If architects would be seen as able to dealing with money, it would potentially comfort clients who are worried about their construction budgets and suspect the architect to ignore them in order to promote her artistic inspirations. Such a twist would be especially intriguing considering Bjarke Ingels. What irony, if clients would be less concerned about his ego precisely because his shop knows how to deal with money!

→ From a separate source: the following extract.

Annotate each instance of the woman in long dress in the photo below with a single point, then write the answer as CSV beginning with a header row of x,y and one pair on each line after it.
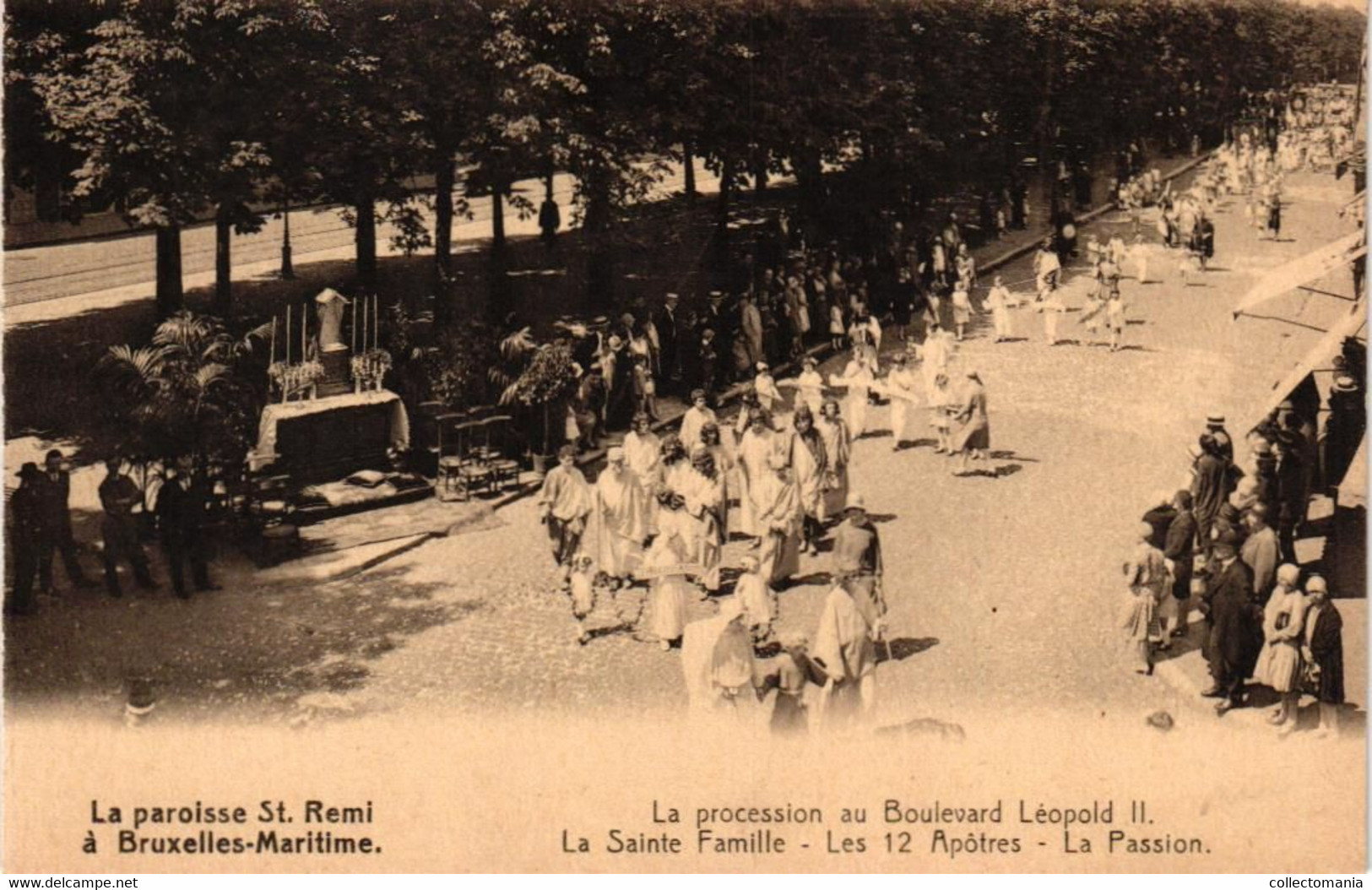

Young architects (AIA lingo: "emerging professionals") entering the profession now will likely orient themselves on neither James Polshek nor Bjarke Ingels, no matter that both have a lot to say about the profession and both offer relevant contributions for today's discussions about equity, sustainability and fairer and healthier communities. That these topics are of current interest became evident through the record turnout at A'18, shorthand for the AIA Convention with equity on its banner under the title "Blueprint for Better Cities".
Staged women protest at AIA Convention (Photo: Fixsen)

An actionable outcome of the conference was Resolution 18-16 last week, an amendment to the AIA's Code of Ethics and Professional Conduct document, requiring members to commit to “the equitable treatment of design professionals and staff of diverse backgrounds and identities, and to prohibit abuse and harassment within our professional community."

In Hell’s Kitchen, right around the corner from the convention the non-profit architectural advocacy organization the Architectural Lobby, "an organization of architectural workers advocating for the value of architecture in the general public and for architectural work within the discipline" which believes that architectural work "needs structural change to be more rewarding and more socially relevant" held its own “think-in” conference. It isn't recorded whether they took a position on either Søgaard or Polshek.